Developed by Günter Neumann,, Feb. 2016
Uses a semi-supervised approach by using a supervised training set in form of CONLL tables, and a set of unlabeled data for creating word vectors.
Uses liblinear as basic Machine Learning tool.
Currently it uses the following set of features for all tasks:
- suffix: compute a list of all possible suffixes from training set
- shape: compute a bit vector which characterizes the shape of a token
- cluster: uses cluster id for tokens from training set
- vector: create word vectors from unlabeled data set
Integration of new feature functions is possible. Integration of pos-processing is easy.
Training and application phase is very fast.
- POS tagging with tests on EN and DE
- NER with tests on EN and DE
- Morphology with tests on DE
- Twitter-based POS tagging for DE
I defined a simple GntTokenier class to process text files.
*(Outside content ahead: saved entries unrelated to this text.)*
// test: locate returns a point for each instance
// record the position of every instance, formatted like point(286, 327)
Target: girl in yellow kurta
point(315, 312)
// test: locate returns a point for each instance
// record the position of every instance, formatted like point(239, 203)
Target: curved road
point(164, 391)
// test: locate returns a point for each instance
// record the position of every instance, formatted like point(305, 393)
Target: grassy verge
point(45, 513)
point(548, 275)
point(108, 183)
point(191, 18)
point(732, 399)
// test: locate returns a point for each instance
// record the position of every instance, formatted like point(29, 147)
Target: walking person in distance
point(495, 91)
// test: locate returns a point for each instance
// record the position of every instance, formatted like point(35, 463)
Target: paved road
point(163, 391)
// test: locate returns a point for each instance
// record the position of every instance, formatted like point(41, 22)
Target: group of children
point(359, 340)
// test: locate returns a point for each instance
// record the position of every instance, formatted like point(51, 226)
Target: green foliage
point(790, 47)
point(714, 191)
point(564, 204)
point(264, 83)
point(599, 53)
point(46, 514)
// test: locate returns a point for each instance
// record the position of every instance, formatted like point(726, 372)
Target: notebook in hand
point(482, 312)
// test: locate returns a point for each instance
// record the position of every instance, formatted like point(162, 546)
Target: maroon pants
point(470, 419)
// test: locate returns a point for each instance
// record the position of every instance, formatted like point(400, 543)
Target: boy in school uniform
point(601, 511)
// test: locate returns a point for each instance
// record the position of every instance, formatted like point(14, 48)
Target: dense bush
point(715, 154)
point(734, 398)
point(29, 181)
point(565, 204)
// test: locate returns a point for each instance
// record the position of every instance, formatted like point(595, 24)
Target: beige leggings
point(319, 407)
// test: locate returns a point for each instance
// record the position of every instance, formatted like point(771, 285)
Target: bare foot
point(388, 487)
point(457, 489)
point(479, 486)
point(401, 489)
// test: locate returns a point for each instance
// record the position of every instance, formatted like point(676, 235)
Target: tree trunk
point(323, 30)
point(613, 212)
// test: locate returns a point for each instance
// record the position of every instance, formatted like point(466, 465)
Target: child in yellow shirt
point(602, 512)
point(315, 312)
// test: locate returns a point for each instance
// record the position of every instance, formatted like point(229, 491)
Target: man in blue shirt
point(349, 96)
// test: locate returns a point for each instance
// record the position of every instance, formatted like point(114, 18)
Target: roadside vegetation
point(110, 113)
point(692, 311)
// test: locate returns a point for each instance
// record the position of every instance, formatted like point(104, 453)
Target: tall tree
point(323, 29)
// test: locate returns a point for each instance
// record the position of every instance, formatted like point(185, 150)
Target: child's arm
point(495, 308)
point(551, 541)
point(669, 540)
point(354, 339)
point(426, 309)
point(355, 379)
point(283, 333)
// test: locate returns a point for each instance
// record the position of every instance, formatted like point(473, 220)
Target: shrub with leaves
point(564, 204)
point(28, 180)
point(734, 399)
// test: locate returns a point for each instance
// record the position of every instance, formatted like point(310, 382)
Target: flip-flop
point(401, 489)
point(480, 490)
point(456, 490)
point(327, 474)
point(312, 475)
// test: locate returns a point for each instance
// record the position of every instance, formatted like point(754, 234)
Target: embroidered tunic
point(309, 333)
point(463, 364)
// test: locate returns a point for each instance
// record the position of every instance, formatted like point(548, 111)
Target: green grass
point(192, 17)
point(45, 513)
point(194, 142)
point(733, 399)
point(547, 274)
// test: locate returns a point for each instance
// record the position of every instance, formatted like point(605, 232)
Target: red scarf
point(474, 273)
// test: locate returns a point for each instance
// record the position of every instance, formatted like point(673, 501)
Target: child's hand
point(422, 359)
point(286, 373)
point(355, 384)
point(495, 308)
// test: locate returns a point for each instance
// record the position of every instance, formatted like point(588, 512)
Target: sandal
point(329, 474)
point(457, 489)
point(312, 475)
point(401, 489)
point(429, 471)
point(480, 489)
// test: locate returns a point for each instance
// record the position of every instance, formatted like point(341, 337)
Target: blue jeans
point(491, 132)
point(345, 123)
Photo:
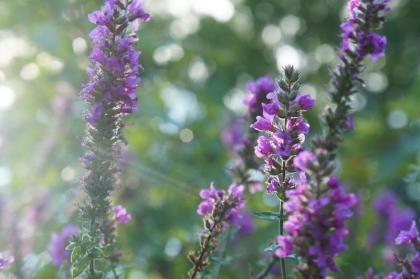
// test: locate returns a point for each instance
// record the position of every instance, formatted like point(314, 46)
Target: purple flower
point(59, 242)
point(299, 125)
point(305, 101)
point(5, 261)
point(271, 108)
point(262, 124)
point(392, 217)
point(283, 125)
point(226, 204)
point(121, 214)
point(272, 185)
point(257, 94)
point(283, 143)
point(410, 266)
point(302, 159)
point(410, 236)
point(234, 136)
point(136, 9)
point(285, 246)
point(355, 39)
point(245, 222)
point(371, 43)
point(352, 5)
point(316, 225)
point(263, 147)
point(113, 73)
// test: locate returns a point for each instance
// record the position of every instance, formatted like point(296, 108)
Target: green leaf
point(221, 260)
point(271, 248)
point(80, 266)
point(266, 215)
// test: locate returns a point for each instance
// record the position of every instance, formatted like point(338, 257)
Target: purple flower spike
point(305, 101)
point(262, 124)
point(121, 214)
point(5, 261)
point(410, 236)
point(301, 161)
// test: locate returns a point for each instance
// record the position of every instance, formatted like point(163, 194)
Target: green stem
point(281, 231)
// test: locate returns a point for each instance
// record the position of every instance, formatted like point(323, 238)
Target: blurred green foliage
point(197, 57)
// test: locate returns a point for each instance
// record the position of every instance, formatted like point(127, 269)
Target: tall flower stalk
point(358, 40)
point(219, 209)
point(319, 205)
point(284, 128)
point(111, 94)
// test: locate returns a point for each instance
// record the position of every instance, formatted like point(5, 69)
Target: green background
point(197, 57)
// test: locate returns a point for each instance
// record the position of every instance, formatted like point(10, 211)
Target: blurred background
point(197, 57)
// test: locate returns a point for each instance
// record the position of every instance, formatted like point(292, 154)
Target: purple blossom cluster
point(217, 205)
point(284, 129)
point(257, 94)
point(393, 218)
point(356, 40)
point(5, 261)
point(113, 74)
point(59, 242)
point(121, 214)
point(316, 221)
point(219, 209)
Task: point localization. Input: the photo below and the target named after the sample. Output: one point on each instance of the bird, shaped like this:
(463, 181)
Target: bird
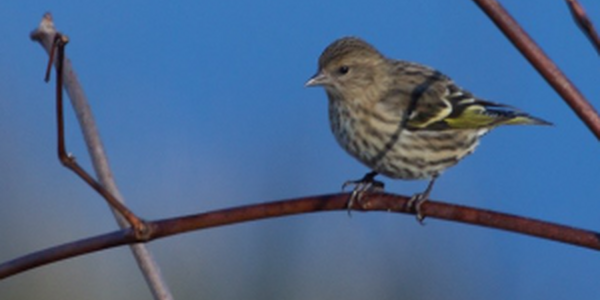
(402, 119)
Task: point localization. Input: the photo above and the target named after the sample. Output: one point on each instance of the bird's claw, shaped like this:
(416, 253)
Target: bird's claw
(414, 204)
(365, 185)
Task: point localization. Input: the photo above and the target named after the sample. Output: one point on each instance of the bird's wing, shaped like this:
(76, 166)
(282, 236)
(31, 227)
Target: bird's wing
(429, 100)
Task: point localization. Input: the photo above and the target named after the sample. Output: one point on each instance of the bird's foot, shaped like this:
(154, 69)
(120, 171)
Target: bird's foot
(367, 184)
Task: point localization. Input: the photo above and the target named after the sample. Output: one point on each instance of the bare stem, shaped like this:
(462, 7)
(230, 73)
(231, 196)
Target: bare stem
(561, 84)
(45, 34)
(334, 202)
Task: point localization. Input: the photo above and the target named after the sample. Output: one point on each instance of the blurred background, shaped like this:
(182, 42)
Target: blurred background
(201, 106)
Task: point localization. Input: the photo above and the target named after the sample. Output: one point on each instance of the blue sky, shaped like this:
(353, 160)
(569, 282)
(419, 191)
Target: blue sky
(202, 106)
Need to be improved soon.
Evaluation is based on file format of form
token-index token gold-label predicted-label
for example: 4 eines DET PRON
means that the correct POS tag should be DET, but GNT predicted PRON
for each experiment and test file X, such a eval file is created in folder resources/eval/X.txt
all errors are also stored in file X.txt.debug using the same format, i.e., keeping the token and its order as given from the test file.
Using this file, we also create an error file, which stores the token-free wrong labels pairs and their counts in form of
gold-label:predicted-label count
these pairs are sorted by frequency